Attending organisations
- ARCHER (Tier1), Cirrus (Tier2): EPCC, The University of Edinburgh
- Cumulus (Tier2): University of Cambridge
- HPC Mid+ (Tier2): Loughborough University
- MMM Hub (Tier2): UCL
- Isambard (Tier2): GW4, Univeristy of Bristol
- Cardiff University, Supercomputing Wales
- University of Bristol
- University of Nottingham
RSE Updates
ARCHER, Cirrus
- Been looking at different ways of delivering online training to allow for scale out (both externally and for multiple locations within a single institution).
- Models tested:
- Lecturer in classroom, attendees joining in person or remotely: doing the exercises remotely during sessions did not work
- Lecturer in classroom, attendees joining in person or remotely: doing the exercises between lecture sessions worked with “catchup” lecture on the practical at the start of the next online session
- Lectures recorded, exercises/assessments distributed online, attendees join online tutorials to discuss exercises/assignments: technology (Blackboard Collaborate) worked well but tutorials had low attendence
- Articles on topics followed by online discussion (MOOC) using FutureLearn technology: Worked very well with good engagement with discussion
- In all cases, except the MOOC on FutureLearn, building peer interactions and a sense of commnity during the courses has
proved very difficult.
- The specific design of the MOOC and the FutureLearn platform with the course built around discussion made this part of the courses work well
-
Also investigating how we could deliver Carpentries-style learning online/remotely
- Done a lot of work on benchmarking and performance comparison between different UK HPC systems.

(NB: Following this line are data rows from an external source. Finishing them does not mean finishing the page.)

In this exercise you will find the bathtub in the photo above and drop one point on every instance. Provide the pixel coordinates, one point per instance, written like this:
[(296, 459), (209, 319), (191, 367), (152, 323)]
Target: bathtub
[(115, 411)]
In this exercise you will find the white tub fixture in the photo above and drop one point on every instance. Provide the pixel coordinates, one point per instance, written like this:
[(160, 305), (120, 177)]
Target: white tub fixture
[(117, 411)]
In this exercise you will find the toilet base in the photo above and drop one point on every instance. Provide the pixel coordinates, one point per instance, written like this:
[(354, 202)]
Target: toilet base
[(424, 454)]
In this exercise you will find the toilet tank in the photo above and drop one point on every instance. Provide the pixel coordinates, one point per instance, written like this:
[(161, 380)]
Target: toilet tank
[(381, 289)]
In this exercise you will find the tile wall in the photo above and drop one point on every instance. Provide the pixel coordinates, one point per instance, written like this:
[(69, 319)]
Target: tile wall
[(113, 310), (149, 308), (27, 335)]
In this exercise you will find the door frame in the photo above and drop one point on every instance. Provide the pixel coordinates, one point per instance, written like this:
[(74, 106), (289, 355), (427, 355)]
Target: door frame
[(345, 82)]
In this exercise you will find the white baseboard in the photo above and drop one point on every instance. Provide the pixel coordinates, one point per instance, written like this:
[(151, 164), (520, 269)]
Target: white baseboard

- Used an Open Source methodology with all raw data, analysis notebooks, build instructions etc. publicly available
- See: https://github.com/hpc-uk/archer-benchmarks
HPC Mid+
- RSE’s lookng after assessing and staffing RSE projects proposed by HPC Mid+ partners
- Developed extremely popular Scientific Python course that has been delivered at L’boro multiple times and is extremely popular
- Looking at how to scale out across other HPC Mid+ institutions
- See: https://github.com/luitfc/Introduction-to-Scientific-Python
- Other training in development (initially aimed at CFD code developers):
- Application profiling using Intel tools
- Vectorisation
- Working on optimising particular packages and producing guidance. Initially: OpenFOAM, LAMMPS
- Coordinating an OpenFOAM user community at L’boro
Isambard
- Isambard is the Arm-based Tier2 system (possibly the first production Arm-based HPC system in the world)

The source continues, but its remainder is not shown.